My brother in law built a few sheds where he tried to make best use of the materials and inside storage space so he made his walls to suit a full 8&#8217; sheet of T1-11 siding. His sheds are 10x10 and to me look overly tall and out of proportion. The commercial ones they sell all have special short doors they build just for the sheds to lower the scale.


----------



## nealtw (Sep 29, 2014)

Not sure about max birds mouth cut, as the only times we cut our own rafters is for vaulted ceiling much like you and Bud are talking about and then we use 2x10s to allow for insulation and air flow.


----------



## Supershine (Sep 29, 2014)

Here are 2 images of the final look I'm aiming for.  It does look a little taller than I would like, but I'm also limited by the space where I'm building in terms of the local zoning by-laws.  Anyway, it's been a very intense learning process up to this point.

The door header is made up of 2 2x8s 73" long with 1/2" plywood sandwiched between them and the window headers are 2 2x6s 60" long with 1/2 " plywood sandwiched between them.

The top plate is exactly 8' from the base, so I guess that means the walls are 8' high.

I am planning gutters, but I need relatively small ones which I can't really find.  I am considering buying painted sheet metal and making my own gutters by bending it on a press, but that's going to be a big project in itself so it's one of the last things I'll be doing.

In terms of the collar ties, is it ok to do those last, once all the rafters are up?

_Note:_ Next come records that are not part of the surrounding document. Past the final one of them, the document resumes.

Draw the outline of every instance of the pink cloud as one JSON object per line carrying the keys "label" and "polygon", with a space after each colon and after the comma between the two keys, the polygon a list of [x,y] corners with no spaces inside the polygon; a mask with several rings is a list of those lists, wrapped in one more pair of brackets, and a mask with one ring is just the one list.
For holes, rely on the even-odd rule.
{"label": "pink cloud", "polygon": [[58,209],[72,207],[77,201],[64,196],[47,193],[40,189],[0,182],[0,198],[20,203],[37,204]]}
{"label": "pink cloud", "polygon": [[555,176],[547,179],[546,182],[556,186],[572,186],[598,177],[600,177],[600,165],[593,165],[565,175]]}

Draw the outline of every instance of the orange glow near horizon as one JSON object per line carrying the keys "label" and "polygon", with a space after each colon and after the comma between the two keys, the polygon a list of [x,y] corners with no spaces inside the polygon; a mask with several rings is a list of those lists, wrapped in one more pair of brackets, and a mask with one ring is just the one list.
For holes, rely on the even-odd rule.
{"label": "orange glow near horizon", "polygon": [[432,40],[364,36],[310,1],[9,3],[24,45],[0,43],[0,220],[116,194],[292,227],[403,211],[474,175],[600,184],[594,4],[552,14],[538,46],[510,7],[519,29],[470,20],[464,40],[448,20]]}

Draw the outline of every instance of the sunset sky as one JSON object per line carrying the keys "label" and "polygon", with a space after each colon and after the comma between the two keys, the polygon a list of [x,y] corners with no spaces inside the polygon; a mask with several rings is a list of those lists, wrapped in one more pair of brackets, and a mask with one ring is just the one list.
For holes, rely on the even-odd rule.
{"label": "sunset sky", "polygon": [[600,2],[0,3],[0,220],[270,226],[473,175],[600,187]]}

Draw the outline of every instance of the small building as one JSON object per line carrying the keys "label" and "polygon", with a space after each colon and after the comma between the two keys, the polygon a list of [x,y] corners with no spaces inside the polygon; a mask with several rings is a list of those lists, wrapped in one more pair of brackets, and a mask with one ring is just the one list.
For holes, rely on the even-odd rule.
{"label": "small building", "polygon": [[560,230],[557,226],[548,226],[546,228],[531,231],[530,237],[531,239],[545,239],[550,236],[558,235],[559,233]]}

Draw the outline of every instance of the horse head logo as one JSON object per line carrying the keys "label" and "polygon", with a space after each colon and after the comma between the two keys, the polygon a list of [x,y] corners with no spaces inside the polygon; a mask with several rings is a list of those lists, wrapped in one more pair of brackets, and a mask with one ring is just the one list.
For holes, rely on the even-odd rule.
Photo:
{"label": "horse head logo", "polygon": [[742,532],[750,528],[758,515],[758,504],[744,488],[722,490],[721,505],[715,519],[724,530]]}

Finally, with respect to the insulation and air flow, can I insulate the top of the ceiling, and leave everything above that empty so that the attic temperature remains the same as the outside temperature?  That's how my house is built.  If that works I can use 2x4s for the rafters.


----------



## bud16415 (Sep 29, 2014)

It looks good to my eye. Yes on a larger building the reason for the Collar ties or the ceiling joists are to keep the walls from going out when there is a big load on the roof. With your almost square building and being small in foot print the hip rafters direct all the load out to the corners and are actually pulling the building square by the corners. The jacks are just something to hold the roof sheeting. You really wouldn&#8217;t need any joists or collar ties if you didn&#8217;t want them IMO. Are you planning on heating and cooling the shed? If not I don&#8217;t know if I would put any insulation in it at all. Your ridge is so short I don&#8217;t know how much opening you will have in it for ridge vent and if it will be enough for the area of the roof. Others might have some ideas to offer you on that. 
What program did you use for the design? Looks really nice.


----------



## nealtw (Sep 29, 2014)

Collar ties in the upper third hold the roof together in high wind situation. rafter ties are in ther lower third to hold the walls together everyday.

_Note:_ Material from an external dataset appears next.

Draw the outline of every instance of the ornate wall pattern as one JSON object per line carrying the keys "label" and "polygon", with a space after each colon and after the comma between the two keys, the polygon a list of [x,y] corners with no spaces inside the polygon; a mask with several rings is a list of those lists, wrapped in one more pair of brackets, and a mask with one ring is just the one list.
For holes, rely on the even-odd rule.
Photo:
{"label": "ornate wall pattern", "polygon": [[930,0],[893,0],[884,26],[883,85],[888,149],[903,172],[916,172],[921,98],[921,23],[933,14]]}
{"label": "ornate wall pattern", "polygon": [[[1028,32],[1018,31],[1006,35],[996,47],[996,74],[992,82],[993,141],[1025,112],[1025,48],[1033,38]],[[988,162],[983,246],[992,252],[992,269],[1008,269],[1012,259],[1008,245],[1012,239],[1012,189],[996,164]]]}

Hip roof with out ties will put extra amount of weight at the coners.

The word office says insulation to me.
With out ties the rafters have to more than 2x4 for insulation, then the roof would be straped with 1x4 or 2x4 for venting as each jack would stop air flow.

For the outswing double doors. I would plant 2 6x6s and add 3 ft to the front of the roof to protect them from the rain.


----------



## Supershine (Sep 30, 2014)

Yes, it will definitely be insulated.  I'm planning a little heating with electric heaters, but I don't have any plans to cool it for the moment.

I will start a new thread regarding the venting and see if anybody has ideas.

The program is Real Landscaping Pro 2013.  This is the trial version, but the full version is only about $100.  It's really an awesome program for the cost.  I'll purchase the full version once I have a little more time to play around with it.

So, let's say I go with a flat ceiling.  Do I put the joists across the building running parallel to the doorway or across the long side of the shed or both?  Do I fasten them to the top plate or the rafters or both?  Do I need collar ties as well?

I don't understand when you say "each jack would stop air flow". Does that mean the jack rafters will stop air flow?  When I look at a diagram I don't see how that works.

The extra roof to protect the door is a good idea but I don't think I'm ready to go that far on this particular project.  The door will be a steel double patio door so I hope that can withstand the elements on its own.


----------



## bud16415 (Sep 30, 2014)

If you go with the flat ceiling the ceiling joists will both connect to the rafters and the top plate and the insulation will fill the joist cavity. You wont need collar ties.  In a small building I don&#8217;t know if you will want a trap door or what to get in there. If it was mine and I wasn&#8217;t going to be out there in below freezing weather I think I would just insulate the ceiling with foam sheets and drywall over it. As to a vent with only a foot of ridge I wouldn&#8217;t mess around with ridge vent and I would put a single roof vent on the back side of the shed

I will check out Landscaping Pro. I do all my work on Autocad Inventor but looking for something quick and simple for home use.


----------